Hábitos de consumo:

  • Es importante sectorizar la iluminación artificial de las zonas comunes, como zonas de paso, rellanos y pasillos. Se pueden instalar temporizadores electrónicos o detectores de presencia que enciendan y apaguen la luz automáticamente. Otra posibilidad es aumentar el número de pulsadores, de modo que sólo se enciendan las luces más cercanas al lugar donde se encuentra el usuario.
  • ​Si ya tienes temporizadores, debes verificar el tiempo de encendido de las luces. Su reducción puede ayudarte a reducir los gastos de electricidad.
  • Limpiar lámparas y luminarias es muy importante, ya que su limpieza repercute en el rendimiento de las mismas. El polvo acumulado en los sistemas de iluminación puede provocar la pérdida de hasta un 10% en la iluminación.
 

Medidas tecnológicas:

En la iluminación interior de tu edificio:
  • Tubos fluorescentes con balastos electromagnéticos (se reconocen porque parpadean al encenderse y emiten un ligero zumbido): se pueden cambiar los balastos electromágneticos por electrónicos, consiguiendo ahorros energéticos del 25% y eliminan el ruido de la lámpara como también el molesto parpadeo del encendido. O, aun mejor, puedes sustituir los fluorescentes por tubos Led, que son las lámparas más eficientes en el mercado, ahorrando hasta un 65% y con una vida útil de 50.000 horas.
  • Incandescentes: cámbialas por lámparas de bajo consumo o Led.
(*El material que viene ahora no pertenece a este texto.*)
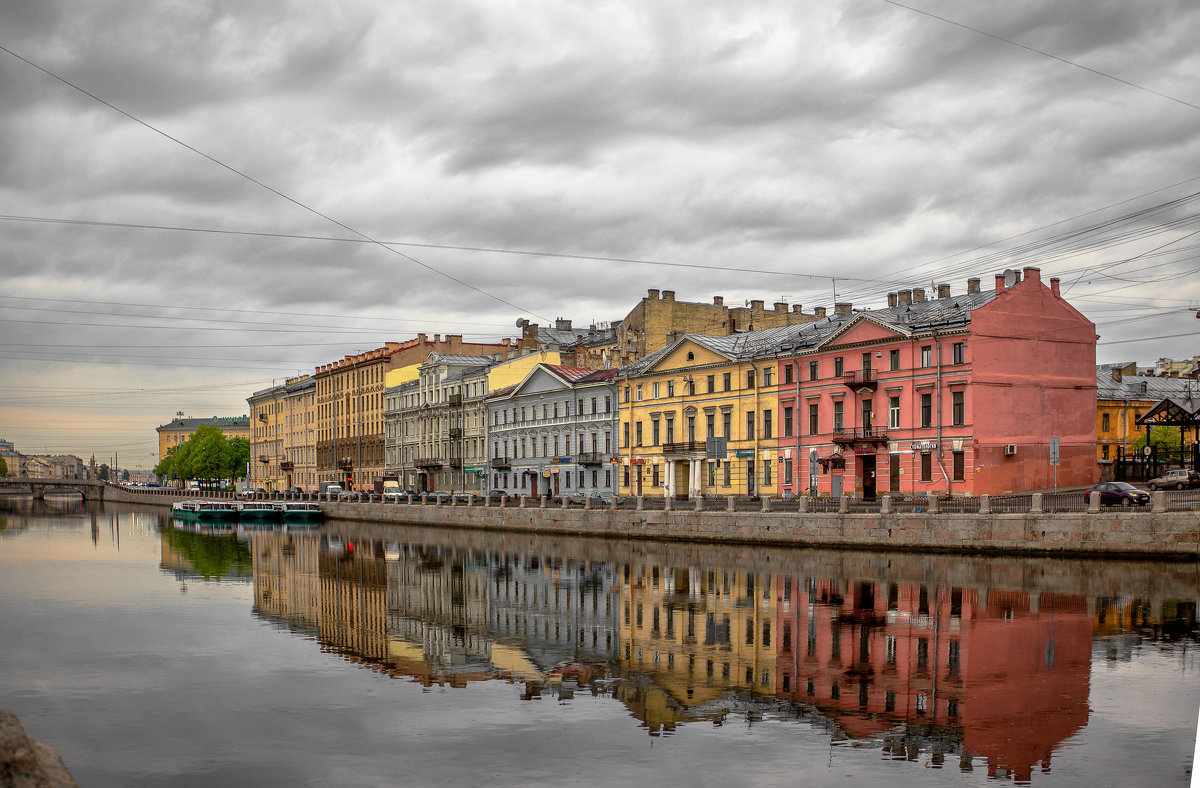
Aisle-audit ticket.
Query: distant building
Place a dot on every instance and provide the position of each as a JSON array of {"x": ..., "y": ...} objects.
[
  {"x": 180, "y": 428},
  {"x": 658, "y": 322}
]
Reducirás el consumo energético hasta un 80%. Además, las lámparas de bajo consumo duran entre 8 y 10 veces más que las lámparas convencionales, en el caso del Led, hasta 25 veces más.
  • Halógenas: se pueden sustituir por halógenas de bajo consumo (consiguiendo ahorros hasta un 40%) o, si quieres la iluminación más eficiente, instala tecnología a Led (ahorrando hasta un 85%).
 
Iluminación exterior:
  • Si estás utilizando lámparas de vapor de mercurio las puedes sustituir por lámparas de vapor de sodio de alta presión o Led, que son las más eficientes.
  • En el jardín o demás zonas exteriores, se puede evitar que se queden luces encendidas mediante sistemas de célula fotoeléctrica, que apagan automáticamente la iluminación cuando detectan luz natural, o relojes astronómicos, con un reloj interno que controla las horas del amanecer y el atardecer.
  • En el mercado existen también sistemas de iluminación integrados con fuente solar que se pueden instalar en zonas comunes.